Weezer: “Death to False Metal”

American alternative rock band Weezer keeps on pumping out new material. Their ninth album and first compilation album “Death to False Metal” was released on Nov. 2, 2010, after the band’s previous album “Hurley” was released on Sept. 10, 2010.

Weezer has had a wonderful and lengthy career that has thrived over the past 17 years. Their debut album, self-titled “Weezer,” also known as “The Blue Album,” was praised by both critics and listeners, and Weezer has had a great career since.

They are known for many singles, including “Buddy Holly,” “Island in the Sun,” “Undone-The Sweater Song” and “Beverly Hills.” Although they are considered an alternative rock band, their music could truly be placed in a variety of categories.

They are tied to being a strict alternative band, but they have had times where their music was more like pop, indie and even emo. They are musical chameleons, and they are very successful in whichever genre they happen to choose.

“Death to False Metal” is radically different from any of their previous albums for one main reason. It contains the songs they have written, recorded, but never released from the band’s earliest days in 1993 to the present day. Lead guitarist Brian Bell announced that the band would be attempting the project on KROQ in 2008. At that time, the album was going to be titled “Odds and Ends.”

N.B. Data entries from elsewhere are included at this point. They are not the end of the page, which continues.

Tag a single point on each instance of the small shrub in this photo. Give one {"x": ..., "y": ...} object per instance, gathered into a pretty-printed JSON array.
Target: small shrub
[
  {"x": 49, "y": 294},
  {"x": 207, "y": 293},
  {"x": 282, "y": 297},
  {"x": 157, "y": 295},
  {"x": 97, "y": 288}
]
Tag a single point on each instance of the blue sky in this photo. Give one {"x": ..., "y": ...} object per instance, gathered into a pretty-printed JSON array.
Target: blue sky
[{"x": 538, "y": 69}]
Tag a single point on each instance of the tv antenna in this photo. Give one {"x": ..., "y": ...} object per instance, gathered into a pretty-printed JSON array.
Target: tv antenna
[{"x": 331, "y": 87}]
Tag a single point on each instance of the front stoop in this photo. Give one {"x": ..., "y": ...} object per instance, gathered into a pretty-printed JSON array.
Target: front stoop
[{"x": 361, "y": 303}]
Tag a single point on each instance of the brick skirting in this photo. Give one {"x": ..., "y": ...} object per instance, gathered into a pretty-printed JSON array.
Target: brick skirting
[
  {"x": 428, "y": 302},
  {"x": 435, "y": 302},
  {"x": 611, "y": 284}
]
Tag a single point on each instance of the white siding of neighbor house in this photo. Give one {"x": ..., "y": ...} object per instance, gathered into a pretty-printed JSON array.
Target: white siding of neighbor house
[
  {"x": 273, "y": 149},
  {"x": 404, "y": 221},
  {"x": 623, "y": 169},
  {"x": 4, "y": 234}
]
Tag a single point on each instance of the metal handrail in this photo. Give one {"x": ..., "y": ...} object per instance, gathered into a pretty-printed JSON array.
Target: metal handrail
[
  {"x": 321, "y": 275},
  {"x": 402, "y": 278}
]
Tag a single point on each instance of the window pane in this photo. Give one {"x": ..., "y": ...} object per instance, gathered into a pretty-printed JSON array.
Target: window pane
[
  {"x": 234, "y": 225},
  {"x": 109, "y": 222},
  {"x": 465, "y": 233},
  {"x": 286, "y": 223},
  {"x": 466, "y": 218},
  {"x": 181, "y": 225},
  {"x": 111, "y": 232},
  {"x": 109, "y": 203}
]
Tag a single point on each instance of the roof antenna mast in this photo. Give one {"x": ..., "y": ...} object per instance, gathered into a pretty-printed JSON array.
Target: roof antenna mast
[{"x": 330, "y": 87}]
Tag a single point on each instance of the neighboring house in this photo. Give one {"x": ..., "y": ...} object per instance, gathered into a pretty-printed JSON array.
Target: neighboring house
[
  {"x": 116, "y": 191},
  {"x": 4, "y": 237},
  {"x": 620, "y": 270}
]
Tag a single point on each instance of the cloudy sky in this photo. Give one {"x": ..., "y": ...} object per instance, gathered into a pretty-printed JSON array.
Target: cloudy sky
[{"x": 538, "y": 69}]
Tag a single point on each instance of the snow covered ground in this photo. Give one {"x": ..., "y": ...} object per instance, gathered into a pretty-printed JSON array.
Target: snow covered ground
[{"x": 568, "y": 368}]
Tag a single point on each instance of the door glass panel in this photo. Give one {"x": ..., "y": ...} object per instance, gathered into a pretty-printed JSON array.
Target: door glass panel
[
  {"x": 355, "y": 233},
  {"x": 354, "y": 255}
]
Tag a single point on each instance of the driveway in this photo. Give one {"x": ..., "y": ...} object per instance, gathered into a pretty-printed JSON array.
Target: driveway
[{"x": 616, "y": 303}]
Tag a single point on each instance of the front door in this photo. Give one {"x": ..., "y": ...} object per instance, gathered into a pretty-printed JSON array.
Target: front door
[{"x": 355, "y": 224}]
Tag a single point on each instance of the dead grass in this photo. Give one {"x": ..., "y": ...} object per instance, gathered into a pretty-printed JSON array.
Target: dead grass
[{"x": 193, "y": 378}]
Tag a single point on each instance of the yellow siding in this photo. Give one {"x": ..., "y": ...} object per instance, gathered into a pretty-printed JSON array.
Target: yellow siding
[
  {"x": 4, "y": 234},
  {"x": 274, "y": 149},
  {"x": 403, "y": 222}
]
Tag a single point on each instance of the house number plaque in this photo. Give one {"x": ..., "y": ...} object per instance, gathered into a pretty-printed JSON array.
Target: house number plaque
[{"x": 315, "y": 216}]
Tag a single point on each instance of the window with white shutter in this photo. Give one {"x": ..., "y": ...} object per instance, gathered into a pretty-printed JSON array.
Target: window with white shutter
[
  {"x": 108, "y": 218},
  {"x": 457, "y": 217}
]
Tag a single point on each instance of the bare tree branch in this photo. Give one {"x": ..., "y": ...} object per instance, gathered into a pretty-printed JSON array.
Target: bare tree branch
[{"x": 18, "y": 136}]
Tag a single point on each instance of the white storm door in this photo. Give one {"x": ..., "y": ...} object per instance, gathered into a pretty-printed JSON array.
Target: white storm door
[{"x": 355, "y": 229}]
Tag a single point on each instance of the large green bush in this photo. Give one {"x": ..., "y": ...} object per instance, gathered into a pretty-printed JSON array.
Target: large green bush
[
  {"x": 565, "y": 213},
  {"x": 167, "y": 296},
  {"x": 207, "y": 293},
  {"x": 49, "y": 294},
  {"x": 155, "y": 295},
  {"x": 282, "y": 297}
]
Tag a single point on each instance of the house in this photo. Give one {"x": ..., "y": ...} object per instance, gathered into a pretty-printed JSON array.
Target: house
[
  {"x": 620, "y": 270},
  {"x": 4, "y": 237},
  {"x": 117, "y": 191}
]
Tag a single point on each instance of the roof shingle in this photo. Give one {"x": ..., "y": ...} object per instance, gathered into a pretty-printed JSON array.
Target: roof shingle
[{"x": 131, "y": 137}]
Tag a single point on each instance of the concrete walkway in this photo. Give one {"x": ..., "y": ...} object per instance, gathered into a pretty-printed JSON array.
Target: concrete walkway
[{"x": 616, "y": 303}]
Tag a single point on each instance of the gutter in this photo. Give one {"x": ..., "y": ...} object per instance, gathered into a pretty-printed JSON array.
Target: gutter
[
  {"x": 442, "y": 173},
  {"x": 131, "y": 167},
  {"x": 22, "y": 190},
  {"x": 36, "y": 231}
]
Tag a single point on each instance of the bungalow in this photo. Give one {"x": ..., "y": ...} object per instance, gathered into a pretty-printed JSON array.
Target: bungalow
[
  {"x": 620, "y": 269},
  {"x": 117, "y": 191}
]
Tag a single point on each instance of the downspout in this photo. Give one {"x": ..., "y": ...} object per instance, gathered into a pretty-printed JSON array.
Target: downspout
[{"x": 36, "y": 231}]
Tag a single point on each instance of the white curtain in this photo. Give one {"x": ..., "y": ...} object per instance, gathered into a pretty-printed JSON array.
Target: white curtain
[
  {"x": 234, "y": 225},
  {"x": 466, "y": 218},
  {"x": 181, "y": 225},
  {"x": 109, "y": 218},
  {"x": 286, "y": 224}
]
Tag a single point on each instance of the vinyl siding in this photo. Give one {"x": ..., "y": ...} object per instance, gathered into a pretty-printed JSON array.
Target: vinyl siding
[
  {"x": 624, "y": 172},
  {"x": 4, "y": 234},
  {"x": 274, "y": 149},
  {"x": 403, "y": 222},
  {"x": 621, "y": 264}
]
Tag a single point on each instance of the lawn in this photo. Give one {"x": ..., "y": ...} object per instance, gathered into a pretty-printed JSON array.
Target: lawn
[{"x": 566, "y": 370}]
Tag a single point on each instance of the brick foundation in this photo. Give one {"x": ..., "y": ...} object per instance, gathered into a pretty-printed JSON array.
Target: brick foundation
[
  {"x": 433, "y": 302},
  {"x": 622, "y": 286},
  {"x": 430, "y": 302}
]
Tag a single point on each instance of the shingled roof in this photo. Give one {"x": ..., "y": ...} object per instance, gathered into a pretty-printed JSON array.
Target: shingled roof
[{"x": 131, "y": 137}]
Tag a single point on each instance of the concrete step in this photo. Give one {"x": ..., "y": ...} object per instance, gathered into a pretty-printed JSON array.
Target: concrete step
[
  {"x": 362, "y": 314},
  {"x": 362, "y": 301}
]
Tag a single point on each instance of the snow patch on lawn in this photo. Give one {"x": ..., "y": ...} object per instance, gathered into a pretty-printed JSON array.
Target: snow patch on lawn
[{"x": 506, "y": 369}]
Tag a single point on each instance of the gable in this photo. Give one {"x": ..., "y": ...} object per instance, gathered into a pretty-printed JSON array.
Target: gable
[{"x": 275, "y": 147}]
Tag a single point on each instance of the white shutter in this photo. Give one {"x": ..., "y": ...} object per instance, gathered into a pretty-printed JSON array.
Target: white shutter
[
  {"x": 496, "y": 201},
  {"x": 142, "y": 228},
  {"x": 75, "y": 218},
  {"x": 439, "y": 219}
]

The previous title would have been a much more appropriate title for the album. The songs should have faded out of Weezer’s repertoire when the producers made the decision to not put them on any of the previous albums.

In general, the songs are not cohesive, annoyingly repetitive, terribly sung, poorly played and overall inconsistent with the level of quality in the band’s previous work.

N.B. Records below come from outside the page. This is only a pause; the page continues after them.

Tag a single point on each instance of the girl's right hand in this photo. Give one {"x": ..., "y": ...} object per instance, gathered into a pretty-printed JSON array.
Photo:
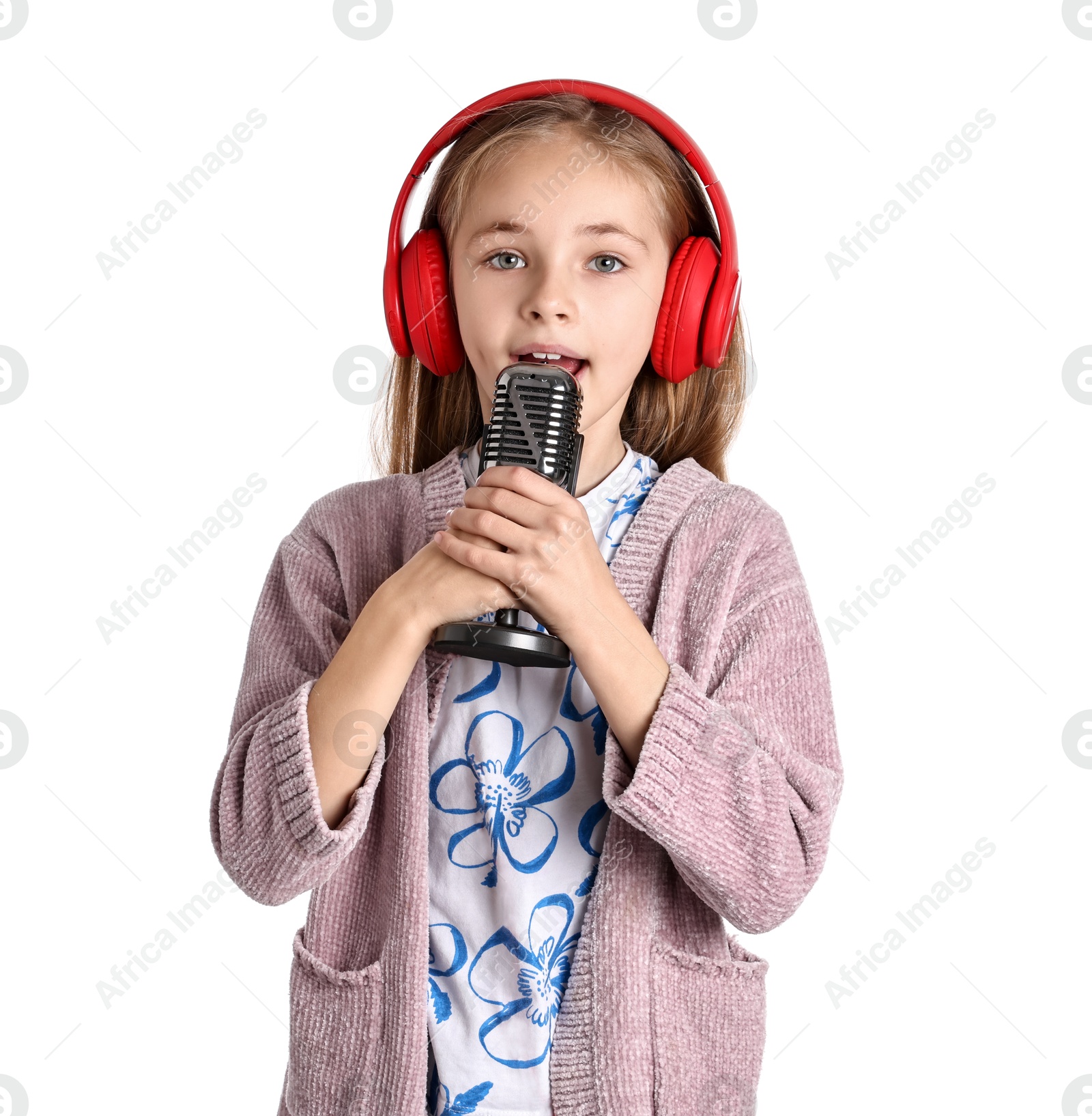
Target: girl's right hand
[{"x": 436, "y": 590}]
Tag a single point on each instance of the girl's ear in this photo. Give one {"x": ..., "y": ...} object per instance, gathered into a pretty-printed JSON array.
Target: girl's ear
[{"x": 430, "y": 306}]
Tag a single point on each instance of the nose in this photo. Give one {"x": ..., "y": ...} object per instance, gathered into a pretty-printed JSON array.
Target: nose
[{"x": 551, "y": 296}]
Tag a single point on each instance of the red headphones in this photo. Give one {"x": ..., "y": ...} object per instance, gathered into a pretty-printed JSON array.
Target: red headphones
[{"x": 701, "y": 298}]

The band’s instrumental skill itself lacks technique and basic musicianship, with the result being reminiscent of a beginning band. Even though this album has a span of 17 years worth of music, the songs are all weak and unable to stimulate interest.

Despite many of the album’s faults, it does have its share of good. The two best songs in particular are the opening and closing tracks, “Turning up the Radio” and “Un-break My Heart.”

Music teachers often tell their studious pupils, “The audience will only remember the first and last song of your performance.” Luckily, Weezer made a good decision regarding the prelude and finale.

“Turning up the Radio” is the strongest song of the album. It is upbeat, easy to listen to and just a decent song in general.

“Un-break my Heart” is a remake of Toni Braxton’s hit from 1996, but with an alternative rock edge. Somehow, Weezer was able to take this great famous hit and create it into a song a Weezer fan would expect the band to sing.

Something to consider is the overall growth of Weezer. They have gone through some pop-like albums as well as albums that are extremely dark. This album does show the growth of the band in that their music has fortunately gotten better over the years.

Releasing an album of unreleased music is usually for the hardcore fans, but in this case, it is just unnecessary. It really made Weezer look bad because it sounds so awful on everyone’s part that there is no one person to point fingers at and blame.

This album is Weezer trying to find itself back in its earlier days, but these songs were pointless to release to the public. This album leaves the musicians starved; too much of the album is so unappealing that anything good is completely overshadowed.

Other than the two previous tracks mentioned before, the songs are boring and plain. Most of the album is reminiscent of a generic SoCal beach band that a high school hired to play for the graduation barbeque. This is not a highlight in Weezer’s career, and it really is a waste of time for both the band and the listeners.